Papeda is made from sago starch. The Moluccans and Papuans acquire the starch by felling the trunk of a sago palm tree, cutting it in half, and scraping the soft inner parts of the trunk, the pith, producing a crude sago pith flour. This flour is then mixed with water and squeezed to leach the starch from the flour. The still moist sago starch is usually stored in a container made of sago palm leaflets, called tumang in which it will keep for several months before spontaneous fermentation will turn it too acidic and unsuitable for making papeda. Depending on the variety and the growing conditions, it may take a sago tree five to fifteen years to accumulate enough starch in its trunk to make the effort of extracting it worthwhile.

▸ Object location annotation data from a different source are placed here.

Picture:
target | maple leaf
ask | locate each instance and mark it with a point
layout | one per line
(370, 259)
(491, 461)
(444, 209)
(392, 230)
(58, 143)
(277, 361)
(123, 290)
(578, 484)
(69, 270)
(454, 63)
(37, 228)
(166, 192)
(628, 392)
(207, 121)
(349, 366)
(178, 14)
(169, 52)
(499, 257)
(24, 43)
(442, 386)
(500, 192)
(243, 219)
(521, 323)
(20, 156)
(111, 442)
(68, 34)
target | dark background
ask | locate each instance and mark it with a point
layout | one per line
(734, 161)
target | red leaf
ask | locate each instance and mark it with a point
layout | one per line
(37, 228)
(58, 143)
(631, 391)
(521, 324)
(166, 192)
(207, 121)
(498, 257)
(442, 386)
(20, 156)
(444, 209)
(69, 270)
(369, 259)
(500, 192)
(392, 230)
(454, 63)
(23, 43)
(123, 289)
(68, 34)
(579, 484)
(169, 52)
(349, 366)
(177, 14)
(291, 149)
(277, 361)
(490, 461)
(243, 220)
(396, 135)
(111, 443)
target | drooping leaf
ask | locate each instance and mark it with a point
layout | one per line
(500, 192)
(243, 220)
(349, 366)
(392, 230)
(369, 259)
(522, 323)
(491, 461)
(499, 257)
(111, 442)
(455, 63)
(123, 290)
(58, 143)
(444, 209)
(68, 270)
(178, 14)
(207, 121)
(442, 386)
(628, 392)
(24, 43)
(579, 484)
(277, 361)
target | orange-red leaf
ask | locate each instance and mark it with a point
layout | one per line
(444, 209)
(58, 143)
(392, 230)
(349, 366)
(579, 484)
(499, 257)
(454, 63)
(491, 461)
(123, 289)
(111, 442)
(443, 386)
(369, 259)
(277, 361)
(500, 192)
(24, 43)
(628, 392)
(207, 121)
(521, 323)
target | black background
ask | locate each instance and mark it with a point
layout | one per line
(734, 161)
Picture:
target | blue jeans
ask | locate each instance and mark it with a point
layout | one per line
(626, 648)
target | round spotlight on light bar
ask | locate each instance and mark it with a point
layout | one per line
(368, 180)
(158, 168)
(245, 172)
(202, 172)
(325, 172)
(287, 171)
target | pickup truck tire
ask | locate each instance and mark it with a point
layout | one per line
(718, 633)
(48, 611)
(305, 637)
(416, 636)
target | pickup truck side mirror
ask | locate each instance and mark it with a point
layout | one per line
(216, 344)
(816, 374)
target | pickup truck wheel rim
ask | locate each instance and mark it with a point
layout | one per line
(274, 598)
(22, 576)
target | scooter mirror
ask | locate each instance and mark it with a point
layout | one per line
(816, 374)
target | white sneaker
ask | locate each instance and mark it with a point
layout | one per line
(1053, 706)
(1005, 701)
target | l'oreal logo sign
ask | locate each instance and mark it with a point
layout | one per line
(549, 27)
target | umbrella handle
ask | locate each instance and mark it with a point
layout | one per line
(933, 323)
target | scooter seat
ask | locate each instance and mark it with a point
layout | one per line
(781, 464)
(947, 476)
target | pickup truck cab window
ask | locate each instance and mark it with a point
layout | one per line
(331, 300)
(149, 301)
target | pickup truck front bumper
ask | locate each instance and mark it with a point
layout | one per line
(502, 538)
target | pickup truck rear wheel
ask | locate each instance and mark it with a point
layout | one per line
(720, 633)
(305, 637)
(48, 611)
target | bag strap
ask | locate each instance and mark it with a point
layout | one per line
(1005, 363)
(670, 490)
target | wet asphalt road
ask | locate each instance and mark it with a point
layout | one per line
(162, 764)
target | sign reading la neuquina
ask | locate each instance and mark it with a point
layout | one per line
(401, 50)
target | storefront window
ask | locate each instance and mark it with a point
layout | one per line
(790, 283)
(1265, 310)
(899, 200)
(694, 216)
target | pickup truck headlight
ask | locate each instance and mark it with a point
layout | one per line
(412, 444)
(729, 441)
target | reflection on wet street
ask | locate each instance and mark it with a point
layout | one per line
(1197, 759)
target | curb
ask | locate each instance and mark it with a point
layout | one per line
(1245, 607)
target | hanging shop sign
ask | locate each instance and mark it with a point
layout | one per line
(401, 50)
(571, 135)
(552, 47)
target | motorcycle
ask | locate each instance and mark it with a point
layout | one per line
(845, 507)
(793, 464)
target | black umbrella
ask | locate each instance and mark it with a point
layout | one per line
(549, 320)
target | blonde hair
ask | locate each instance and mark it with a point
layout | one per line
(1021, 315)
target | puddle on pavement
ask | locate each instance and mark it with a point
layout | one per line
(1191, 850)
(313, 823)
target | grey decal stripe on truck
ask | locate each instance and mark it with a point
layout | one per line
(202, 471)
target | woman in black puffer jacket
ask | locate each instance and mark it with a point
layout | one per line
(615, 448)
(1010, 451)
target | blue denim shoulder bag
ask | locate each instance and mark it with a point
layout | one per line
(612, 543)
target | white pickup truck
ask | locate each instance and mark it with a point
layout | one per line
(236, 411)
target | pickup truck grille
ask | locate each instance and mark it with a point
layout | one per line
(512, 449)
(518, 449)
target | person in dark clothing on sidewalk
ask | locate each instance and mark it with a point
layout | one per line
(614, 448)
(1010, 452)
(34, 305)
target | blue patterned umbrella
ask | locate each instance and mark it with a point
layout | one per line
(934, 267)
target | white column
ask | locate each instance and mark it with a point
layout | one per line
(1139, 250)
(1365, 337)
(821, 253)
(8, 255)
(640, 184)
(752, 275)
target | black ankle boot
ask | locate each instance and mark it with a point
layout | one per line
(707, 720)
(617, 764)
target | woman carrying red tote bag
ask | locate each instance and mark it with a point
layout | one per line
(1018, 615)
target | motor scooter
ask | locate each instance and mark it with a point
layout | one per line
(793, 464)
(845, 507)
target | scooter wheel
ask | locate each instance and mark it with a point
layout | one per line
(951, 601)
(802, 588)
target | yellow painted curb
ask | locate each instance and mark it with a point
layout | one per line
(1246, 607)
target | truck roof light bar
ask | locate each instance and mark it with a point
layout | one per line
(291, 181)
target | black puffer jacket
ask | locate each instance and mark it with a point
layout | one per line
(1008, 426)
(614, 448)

Papeda is made by cooking sago starch with water and stirring until it coagulates. It has a glue-like consistency and texture. Papeda is usually eaten with yellow soup made from mackerel, tuna or mubara fish spiced with turmeric and lime. Papeda is sometimes also consumed with boiled starchy tubers, such as those of cassava or yam. Sayur bunga pepaya (papaya flower bud vegetables) and tumis kangkung (stir-fried water spinach) are often served as side dish vegetables to accompany papeda.
Natives of Seram island in Maluku cooking papeda in bamboo.
Using a special wooden fork called gata-gata to separate a serving from the bowl of 'papeda', a glue-like staple dish in West Seram, Maluku, Indonesia.